As penas de condenação são de dois meses a 5 anos e as
vítimas receberão indemnizações de 10 mil euros. Embora sejam só 8 condenados
em 18 acusados (só 17
chegaram a tribunal, pois uma oficial foi despronunciada), é o maior número de sempre de
agentes condenados num processo.
À saída da sala de audiências, Jakilson Pereira, da direção da Associação
Cultural Moinho da Juventude, da Cova da Moura, assinalava tratar-se de “uma
decisão histórica e uma esperança de que a Justiça pode funcionar”, mas entende
que “devia ter havido mais condenações a prisão efetiva”. Com efeito, o único agente condenado a prisão
efetiva foi Joel Machado, porque do seu cadastro constava uma condenação pelo
crime de ofensa à integridade física qualificada, por atos praticados em 2010.
A juíza-presidente assinalou que os crimes praticados no âmbito deste processo ocorreram
quando ainda vigorava a suspensão da pena anterior, o que é indicador do não funcionamento
da medida como dissuasora dos comportamentos criminosos. Assim, “por uma
questão de prevenção”, o Tribunal entendeu dever condená-lo a prisão efetiva de
um ano e 6 meses, por ofensa à integridade física qualificada de Rui Moniz.
Todos os outros arguidos viram as
suas penas serem suspensas. E foi Luís Anunciação, então chefe da esquadra,
quem teve a pena mais elevada, com 5 anos, pelos crimes de ofensa à integridade
física qualificada, sequestro agravado (pela detenção ilegal de 5 jovens), denúncia caluniosa e sequestro
agravado (por ter mentido
no auto de notícia, acusando os jovens de terem tentado invadir a esquadra,
alegação que o tribunal não acreditou).
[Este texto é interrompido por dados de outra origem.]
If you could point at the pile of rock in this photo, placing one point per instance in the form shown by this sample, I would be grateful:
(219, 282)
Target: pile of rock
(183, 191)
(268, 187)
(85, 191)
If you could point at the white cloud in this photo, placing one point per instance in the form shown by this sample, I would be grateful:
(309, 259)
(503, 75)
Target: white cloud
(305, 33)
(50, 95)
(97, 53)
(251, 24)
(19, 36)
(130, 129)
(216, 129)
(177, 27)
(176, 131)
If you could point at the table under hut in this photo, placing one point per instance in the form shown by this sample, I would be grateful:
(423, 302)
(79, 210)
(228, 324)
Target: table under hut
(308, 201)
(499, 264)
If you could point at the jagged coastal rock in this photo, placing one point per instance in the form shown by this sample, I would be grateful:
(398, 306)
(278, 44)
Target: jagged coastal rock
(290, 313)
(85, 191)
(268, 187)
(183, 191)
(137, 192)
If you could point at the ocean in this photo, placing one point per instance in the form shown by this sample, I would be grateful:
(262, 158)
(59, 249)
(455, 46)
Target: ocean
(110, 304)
O Tribunal considerou que João Nunes disparou a shot-gun contra duas pessoas no bairro (Jailza e Neusa) sem justificação e contra Celso
Lopes e depois mentiu no relatório que fez sobre os acontecimentos. Foi
condenado a 4 anos de prisão, suspensos por igual período, pelos crimes de
ofensa à integridade física qualificada e falsificação de documento. André Quesado
foi condenado a 2 anos e 6 meses, suspensos por igual período, por um crime de
sequestro agravado (subsequente
à detenção ilegal de Bruno Lopes no bairro). Arlindo Silva foi condenado a um ano e um mês de prisão,
pena suspensa por um ano, pelo crime de ofensa à integridade física e injúria
agravada. E, por último, Hugo Gaspar foi condenado a uma pena de 2 meses de
prisão, suspensa por um mês, pelo crime de injúria contra os ofendidos.
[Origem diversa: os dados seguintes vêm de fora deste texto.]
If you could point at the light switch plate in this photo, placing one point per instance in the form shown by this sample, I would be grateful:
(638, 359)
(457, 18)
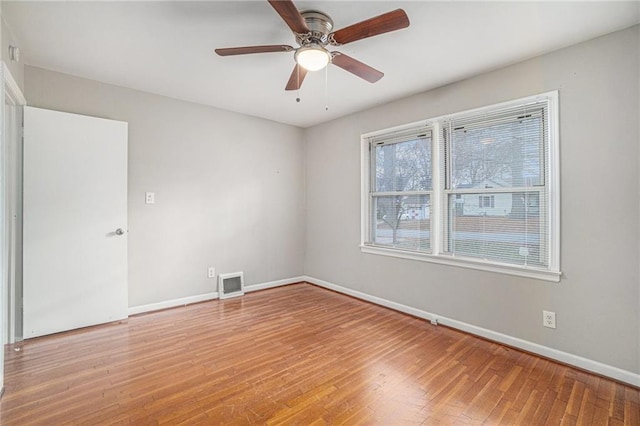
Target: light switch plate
(149, 197)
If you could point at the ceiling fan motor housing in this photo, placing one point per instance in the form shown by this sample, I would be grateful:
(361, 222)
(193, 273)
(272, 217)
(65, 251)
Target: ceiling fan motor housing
(320, 25)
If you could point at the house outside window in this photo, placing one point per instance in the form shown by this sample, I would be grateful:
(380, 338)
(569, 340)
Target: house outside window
(475, 189)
“Pese embora não se tenha apurado que
os arguidos agiram com motivação racial e que praticaram a tortura, é evidente
que houve um grave abuso de autoridade”, afiançou a juíza.
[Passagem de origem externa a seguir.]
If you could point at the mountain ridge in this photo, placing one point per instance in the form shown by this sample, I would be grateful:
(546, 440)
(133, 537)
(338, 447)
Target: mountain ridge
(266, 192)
Tal como já tinha concluído o MP, depois das audições de
julgamento, também o coletivo de juízes entendeu que as alegações de tortura e
de “tratamentos desumanos e cruéis”, não ficaram demonstrados nas lesões
apresentadas nos relatórios hospitalares das vítimas.
***
Funcionou
a Justiça. A decisão judicial é histórica. Mas queriam mais. No entanto, pergunto-me
como é que a PJ conseguiu concluir pela mentira dos agentes da PSP; como é que,
não tendo sido provado ter havido atos de tortura e ódio rácico, se demonstra
que a PSP ultrapassou a utilização da força necessária; e como se consegue
provar a inocência de jovem que atira pedra(s) a uma patrulha e de uns jovens
que vão em grupo a uma esquadra.
Depois, temos mais um caso de
justiça-espetáculo. Com efeito, o espetáculo justiçoso televisionado não é só o
juiz ir pessoalmente ao Parlamento pedir o levantamento da imunidade dum
deputado; prender ou deter um ex-primeiro-ministro na manga do aeroporto; escancarar
perante as câmaras a residência ou os escritórios de altas figuras públicas; filmar
e exibir os preparativos e a entrada de um ex-ministro na prisão; passar o videograma
dos interrogatórios no DCIAP; mostrar na TV a apresentação às autoridades por
parte do suspeito de crimes de sangue… O espetáculo também aconteceu em Sintra
hoje. É óbvio que são públicos o julgamento e a leitura do acórdão, mas não têm
de ser espetaculares. O público acedia à Sala por ordem de chegada, devendo ter
sido garantido lugar para os observadores da AMI. Mas para quê lugares para
representantes dos sindicatos? Só é reservável lugar ao Tribunal e às partes.